The “civil war in Ukraine”, as Putin defined it, because “Russians and Ukrainians are one people”, is also a European war in its own right, beyond the bombastic definitions of the global West. In it, the European crises of the last decade and beyond are repeated in increasingly intense dimensions, where the globalist system has produced a series of contradictions, as the Bulgarian political scientist Ivan Krastev, president of the Center for Liberal Strategies, notes on Radio Svoboda. from Sofía: “The financial crisis of 2009-10, which stressed the entire economic system of the European Union, and today is raised again with the energy issue; the migration crisis, which in 2015 was partly a consequence of the war in Syria and now continues with the exodus of Ukrainians, more than twice as many as Syrians; and the feeling of the imminent end that the pandemic spread in recent years and is renewed today with the nuclear threat.” Putin knows that the Europeans just want to get out of the nightmare and do not realize that they are fully involved in the war. The political and social events of the coming months, if not of the coming years, should lead Europe to a progressive separation from the US and from Ukraine itself, beyond formal support, to restart a true relationship with Russia.
Washington looks at the war from a global perspective, Europe looks at itself with terror, and Russia is well aware that it has no way out in Asia, where the empire is increasingly firmly in the hands of the emperor in Beijing. It is no coincidence that after his confirmation in power, with the liquidation of the non-aligned forces, Xi Jinping took care to reassure the United States about their common desire for universal peace, without denying the possible use of force to recover Taiwan. Rumors in the Kremlin say that the Chinese leader has instead put off further talks with Putin, eager for guarantees and protections, while benevolently assuring Foreign Minister Lavrov that the “greatness of Russia” will count on the Chinese support.

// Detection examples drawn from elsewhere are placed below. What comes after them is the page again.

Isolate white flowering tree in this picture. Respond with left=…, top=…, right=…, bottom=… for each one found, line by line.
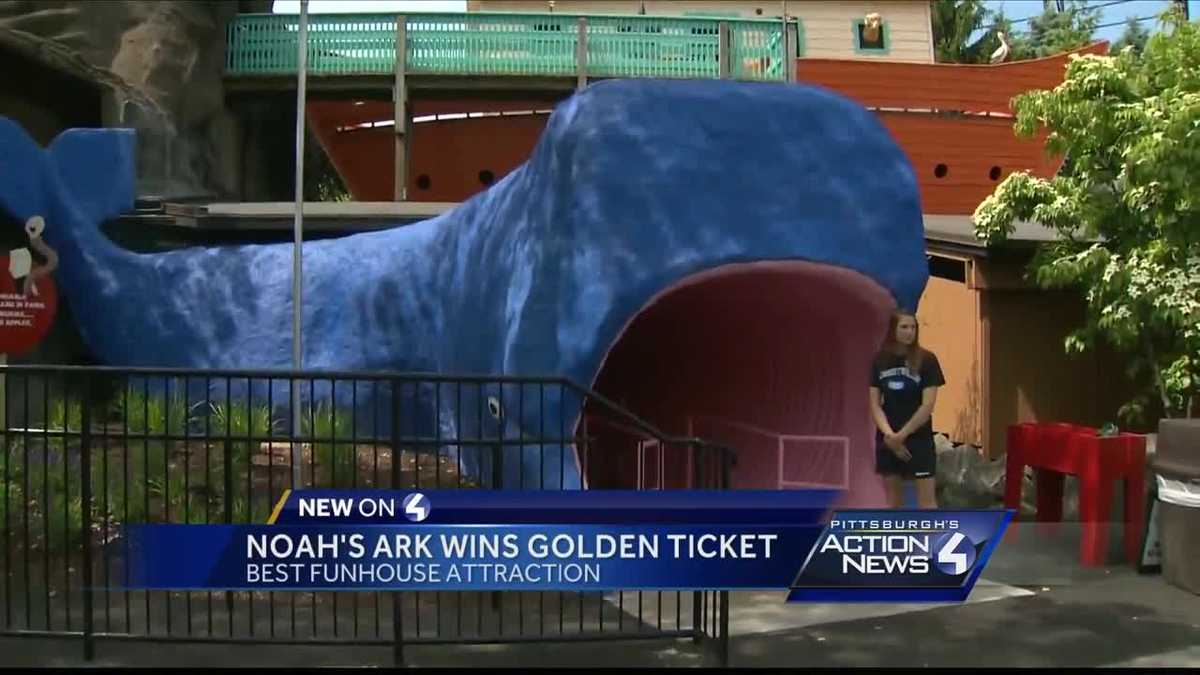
left=974, top=11, right=1200, bottom=420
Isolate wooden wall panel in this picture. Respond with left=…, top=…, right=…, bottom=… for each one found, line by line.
left=796, top=42, right=1109, bottom=113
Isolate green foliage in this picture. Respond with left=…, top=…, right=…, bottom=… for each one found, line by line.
left=1009, top=0, right=1100, bottom=60
left=210, top=402, right=281, bottom=466
left=304, top=131, right=350, bottom=202
left=931, top=0, right=1006, bottom=64
left=974, top=12, right=1200, bottom=419
left=113, top=387, right=191, bottom=436
left=1112, top=17, right=1150, bottom=54
left=301, top=401, right=358, bottom=488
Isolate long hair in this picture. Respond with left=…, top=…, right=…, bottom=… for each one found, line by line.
left=883, top=311, right=925, bottom=372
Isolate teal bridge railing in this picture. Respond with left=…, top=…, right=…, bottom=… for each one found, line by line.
left=226, top=12, right=796, bottom=80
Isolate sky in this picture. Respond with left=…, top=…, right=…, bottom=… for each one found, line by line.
left=274, top=0, right=1200, bottom=41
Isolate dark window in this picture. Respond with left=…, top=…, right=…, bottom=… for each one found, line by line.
left=858, top=22, right=888, bottom=49
left=929, top=256, right=967, bottom=283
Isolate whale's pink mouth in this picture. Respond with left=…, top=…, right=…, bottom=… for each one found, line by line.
left=586, top=262, right=895, bottom=507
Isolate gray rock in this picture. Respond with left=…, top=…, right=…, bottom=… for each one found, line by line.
left=0, top=0, right=271, bottom=195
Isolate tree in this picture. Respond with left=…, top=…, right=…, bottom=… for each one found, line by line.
left=930, top=0, right=1000, bottom=64
left=1112, top=17, right=1150, bottom=54
left=974, top=11, right=1200, bottom=420
left=1009, top=0, right=1100, bottom=60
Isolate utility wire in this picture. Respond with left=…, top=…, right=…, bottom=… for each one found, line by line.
left=978, top=0, right=1142, bottom=32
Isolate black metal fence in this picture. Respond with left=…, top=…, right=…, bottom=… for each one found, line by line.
left=0, top=366, right=732, bottom=663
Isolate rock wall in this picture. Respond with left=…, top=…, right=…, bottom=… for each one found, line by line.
left=0, top=0, right=271, bottom=196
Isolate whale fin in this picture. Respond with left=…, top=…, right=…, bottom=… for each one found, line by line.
left=47, top=129, right=136, bottom=227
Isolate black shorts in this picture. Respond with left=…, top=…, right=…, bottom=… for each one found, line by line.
left=875, top=438, right=937, bottom=478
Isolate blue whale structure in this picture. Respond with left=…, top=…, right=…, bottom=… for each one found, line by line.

Between the two true superpowers of East and West, Russia bets on the divisions and weaknesses of Europe, the real political and geographical territory that interests it. The entire cultural, economic and religious history of the “third Rome” is inextricably linked with Europe, and the vaunted “traditional values” are certainly not Confucian ceremonies or Hindu ascetic practices, although Russia has assimilated some inspirations from Asia. The Orthodox Church is a European Church, linked to the apostolic origins of Rome and Constantinople. And from Christian, secular and multiform Europe, the response that Putin expects must come, perhaps with the outstretched hand of the Argentine Pope of the first Rome, to save the Ukrainians from the tragedy without humiliating the Russians, in a new Europe of peace.